Šakalkulator project for "Soft Computing"
"Šakalkulator", developed as our 4th year college project, is a program used for class "Soft Computing" in 2024.
The goal of this project is to enable a simple calculator that can perform basic arithmetic operations (+, -, *, /), with any numbers, using hand gestures and audio recordings.
All of the data used for the program was made by the 3 students who created the project.
To install this program, you're required to do two things.
- CD into the folder where requirements.txt can be found and do:
pip install -r requirements.txt
- Run the script itself
python main.py
Database consists of 2 parts: audio and video data. Audio data is stored in .mp3 format, while video data in .mp4 format.
Both audio and video data consist of 2 separated folders: training and testing, 80% and 20% respectively.
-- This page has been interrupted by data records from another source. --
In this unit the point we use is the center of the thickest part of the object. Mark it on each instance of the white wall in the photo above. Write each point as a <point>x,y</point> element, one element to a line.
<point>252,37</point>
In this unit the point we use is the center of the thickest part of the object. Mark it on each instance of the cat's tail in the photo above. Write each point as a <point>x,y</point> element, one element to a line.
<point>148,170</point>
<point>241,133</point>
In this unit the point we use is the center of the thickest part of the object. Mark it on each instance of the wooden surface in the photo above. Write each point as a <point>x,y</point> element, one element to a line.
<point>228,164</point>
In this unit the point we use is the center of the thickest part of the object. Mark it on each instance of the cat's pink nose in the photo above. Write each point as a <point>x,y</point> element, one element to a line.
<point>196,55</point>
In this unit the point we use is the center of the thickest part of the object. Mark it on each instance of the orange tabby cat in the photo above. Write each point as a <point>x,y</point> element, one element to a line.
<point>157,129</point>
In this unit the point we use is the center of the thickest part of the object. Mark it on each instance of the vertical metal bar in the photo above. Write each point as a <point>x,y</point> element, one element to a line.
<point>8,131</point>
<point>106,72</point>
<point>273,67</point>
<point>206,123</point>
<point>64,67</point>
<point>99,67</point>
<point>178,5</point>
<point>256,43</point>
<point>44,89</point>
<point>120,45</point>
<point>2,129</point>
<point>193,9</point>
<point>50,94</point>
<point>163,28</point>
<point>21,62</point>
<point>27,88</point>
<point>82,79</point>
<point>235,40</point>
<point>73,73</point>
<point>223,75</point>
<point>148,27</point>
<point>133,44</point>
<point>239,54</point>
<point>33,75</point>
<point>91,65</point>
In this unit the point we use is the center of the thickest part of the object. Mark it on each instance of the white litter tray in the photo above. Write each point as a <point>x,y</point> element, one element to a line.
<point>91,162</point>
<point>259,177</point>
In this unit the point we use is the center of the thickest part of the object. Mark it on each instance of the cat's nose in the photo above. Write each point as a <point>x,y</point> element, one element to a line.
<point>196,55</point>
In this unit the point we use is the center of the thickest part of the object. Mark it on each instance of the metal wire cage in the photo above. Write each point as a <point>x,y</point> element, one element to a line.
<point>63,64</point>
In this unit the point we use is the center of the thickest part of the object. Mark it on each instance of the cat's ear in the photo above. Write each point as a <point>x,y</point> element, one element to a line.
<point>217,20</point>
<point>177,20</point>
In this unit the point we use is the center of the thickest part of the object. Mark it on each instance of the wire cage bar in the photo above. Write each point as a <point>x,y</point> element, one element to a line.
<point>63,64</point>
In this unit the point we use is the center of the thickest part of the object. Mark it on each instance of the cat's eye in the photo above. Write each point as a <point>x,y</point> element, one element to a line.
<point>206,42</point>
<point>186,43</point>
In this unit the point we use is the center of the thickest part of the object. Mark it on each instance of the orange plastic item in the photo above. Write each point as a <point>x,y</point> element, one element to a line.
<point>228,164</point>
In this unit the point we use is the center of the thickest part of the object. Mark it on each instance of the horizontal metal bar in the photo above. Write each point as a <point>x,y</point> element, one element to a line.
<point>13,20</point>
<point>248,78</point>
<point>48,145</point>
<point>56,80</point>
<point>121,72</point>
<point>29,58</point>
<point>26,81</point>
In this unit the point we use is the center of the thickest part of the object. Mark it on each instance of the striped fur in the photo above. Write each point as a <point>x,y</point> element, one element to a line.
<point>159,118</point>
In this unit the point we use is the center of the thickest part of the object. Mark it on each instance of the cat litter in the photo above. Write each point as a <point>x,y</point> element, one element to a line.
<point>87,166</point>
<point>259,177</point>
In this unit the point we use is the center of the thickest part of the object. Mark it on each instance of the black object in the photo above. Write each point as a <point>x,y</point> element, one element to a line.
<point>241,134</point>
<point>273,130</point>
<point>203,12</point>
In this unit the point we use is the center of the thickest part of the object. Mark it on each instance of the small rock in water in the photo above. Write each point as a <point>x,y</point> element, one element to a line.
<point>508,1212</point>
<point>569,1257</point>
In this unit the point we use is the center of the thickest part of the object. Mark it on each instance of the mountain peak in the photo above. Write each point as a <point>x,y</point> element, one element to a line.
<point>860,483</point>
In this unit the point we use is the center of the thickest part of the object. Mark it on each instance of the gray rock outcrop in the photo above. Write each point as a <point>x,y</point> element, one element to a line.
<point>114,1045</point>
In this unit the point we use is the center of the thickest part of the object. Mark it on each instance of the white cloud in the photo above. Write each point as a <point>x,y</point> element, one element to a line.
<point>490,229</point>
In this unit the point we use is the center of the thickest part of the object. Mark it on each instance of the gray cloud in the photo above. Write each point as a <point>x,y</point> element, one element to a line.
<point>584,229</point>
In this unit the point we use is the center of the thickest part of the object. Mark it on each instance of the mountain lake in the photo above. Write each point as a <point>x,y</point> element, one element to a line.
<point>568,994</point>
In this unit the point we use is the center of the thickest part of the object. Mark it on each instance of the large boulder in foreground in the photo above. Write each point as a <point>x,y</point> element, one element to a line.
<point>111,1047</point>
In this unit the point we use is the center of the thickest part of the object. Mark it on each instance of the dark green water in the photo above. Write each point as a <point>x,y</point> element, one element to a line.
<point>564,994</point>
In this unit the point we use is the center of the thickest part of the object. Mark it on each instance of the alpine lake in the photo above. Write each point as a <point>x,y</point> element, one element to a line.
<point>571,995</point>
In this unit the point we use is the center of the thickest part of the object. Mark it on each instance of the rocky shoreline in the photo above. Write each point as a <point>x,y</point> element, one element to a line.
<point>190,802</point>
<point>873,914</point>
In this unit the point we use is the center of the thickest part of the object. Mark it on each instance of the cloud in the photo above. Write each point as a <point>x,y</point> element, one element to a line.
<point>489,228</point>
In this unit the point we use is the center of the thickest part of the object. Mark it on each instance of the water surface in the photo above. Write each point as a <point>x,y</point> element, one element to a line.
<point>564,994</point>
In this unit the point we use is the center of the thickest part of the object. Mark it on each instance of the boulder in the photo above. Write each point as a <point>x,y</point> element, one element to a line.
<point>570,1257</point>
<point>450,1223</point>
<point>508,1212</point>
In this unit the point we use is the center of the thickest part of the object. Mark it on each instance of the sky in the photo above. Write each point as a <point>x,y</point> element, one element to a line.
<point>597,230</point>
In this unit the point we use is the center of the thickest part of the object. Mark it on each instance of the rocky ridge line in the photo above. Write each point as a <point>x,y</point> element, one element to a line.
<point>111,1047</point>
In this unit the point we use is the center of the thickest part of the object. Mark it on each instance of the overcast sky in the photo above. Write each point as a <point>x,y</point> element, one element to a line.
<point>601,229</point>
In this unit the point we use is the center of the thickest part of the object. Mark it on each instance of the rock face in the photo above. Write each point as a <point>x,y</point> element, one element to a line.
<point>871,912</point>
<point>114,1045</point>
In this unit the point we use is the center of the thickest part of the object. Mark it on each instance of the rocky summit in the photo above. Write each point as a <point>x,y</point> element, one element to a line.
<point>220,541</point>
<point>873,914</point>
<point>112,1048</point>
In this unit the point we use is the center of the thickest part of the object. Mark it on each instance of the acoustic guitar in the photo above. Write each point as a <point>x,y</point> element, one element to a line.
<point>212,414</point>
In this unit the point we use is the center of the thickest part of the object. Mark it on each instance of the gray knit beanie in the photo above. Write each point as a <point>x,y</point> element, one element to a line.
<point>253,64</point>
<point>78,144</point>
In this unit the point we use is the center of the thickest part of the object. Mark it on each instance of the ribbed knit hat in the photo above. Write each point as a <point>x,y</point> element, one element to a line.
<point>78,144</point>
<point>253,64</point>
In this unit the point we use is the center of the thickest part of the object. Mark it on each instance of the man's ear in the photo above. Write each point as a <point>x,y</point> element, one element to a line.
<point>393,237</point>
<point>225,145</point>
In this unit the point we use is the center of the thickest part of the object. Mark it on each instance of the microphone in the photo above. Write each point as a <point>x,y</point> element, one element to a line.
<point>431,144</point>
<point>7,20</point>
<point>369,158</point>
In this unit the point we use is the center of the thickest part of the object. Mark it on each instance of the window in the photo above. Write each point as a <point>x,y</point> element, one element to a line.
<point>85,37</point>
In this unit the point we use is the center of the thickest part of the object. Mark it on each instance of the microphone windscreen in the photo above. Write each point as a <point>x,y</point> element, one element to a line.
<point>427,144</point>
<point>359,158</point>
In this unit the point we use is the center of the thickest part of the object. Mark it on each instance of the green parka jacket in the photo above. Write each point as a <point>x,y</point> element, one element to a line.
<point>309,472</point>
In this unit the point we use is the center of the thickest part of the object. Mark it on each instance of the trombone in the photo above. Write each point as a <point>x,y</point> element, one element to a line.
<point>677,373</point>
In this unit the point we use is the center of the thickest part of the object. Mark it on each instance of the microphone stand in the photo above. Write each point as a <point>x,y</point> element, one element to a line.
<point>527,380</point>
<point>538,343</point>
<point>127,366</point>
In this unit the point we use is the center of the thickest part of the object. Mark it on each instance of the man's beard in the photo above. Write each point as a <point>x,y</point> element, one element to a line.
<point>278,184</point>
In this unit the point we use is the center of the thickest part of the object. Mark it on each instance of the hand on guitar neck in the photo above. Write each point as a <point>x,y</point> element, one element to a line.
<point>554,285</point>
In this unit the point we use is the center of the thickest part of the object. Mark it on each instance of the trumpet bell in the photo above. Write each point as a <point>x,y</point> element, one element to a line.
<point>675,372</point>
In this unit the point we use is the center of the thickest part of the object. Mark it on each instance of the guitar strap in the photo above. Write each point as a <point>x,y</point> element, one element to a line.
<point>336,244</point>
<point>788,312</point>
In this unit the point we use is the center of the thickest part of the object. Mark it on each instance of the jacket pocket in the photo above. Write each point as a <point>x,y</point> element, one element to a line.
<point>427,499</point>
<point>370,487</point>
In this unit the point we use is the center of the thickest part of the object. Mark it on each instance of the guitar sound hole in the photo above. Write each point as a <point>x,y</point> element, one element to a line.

Mainly two types of models are trained: CNN for image classification and SVM for audio classification.
CNN, used for image classification, is trained on a dataset of hand gesture images. Each gesture represents a number or an arithmetic operation. The training of the gestural part of the application was performed by a fully connected neural network, which consists of 5 convolutional, Flatten, fully connected Dense and output Dense layers.
SVM, used for audio classification, is trained with linear kernel, and MFCC was used for feature extraction.
Testing the performance of the calculator on videos was done by taking frame by frame and making a prediction for each one.
Testing the operation of the calculator on audio recordings was done by dividing each one into segments where the division was made according to the absence of sound and for each segment a prediction was made after that. The exact results are placed in a csv file.
Both models are evaluated using various metrics such as accuracy, precision, recall, and F1 score.
PlaylistGenie is available under the GNU GPLv3 license.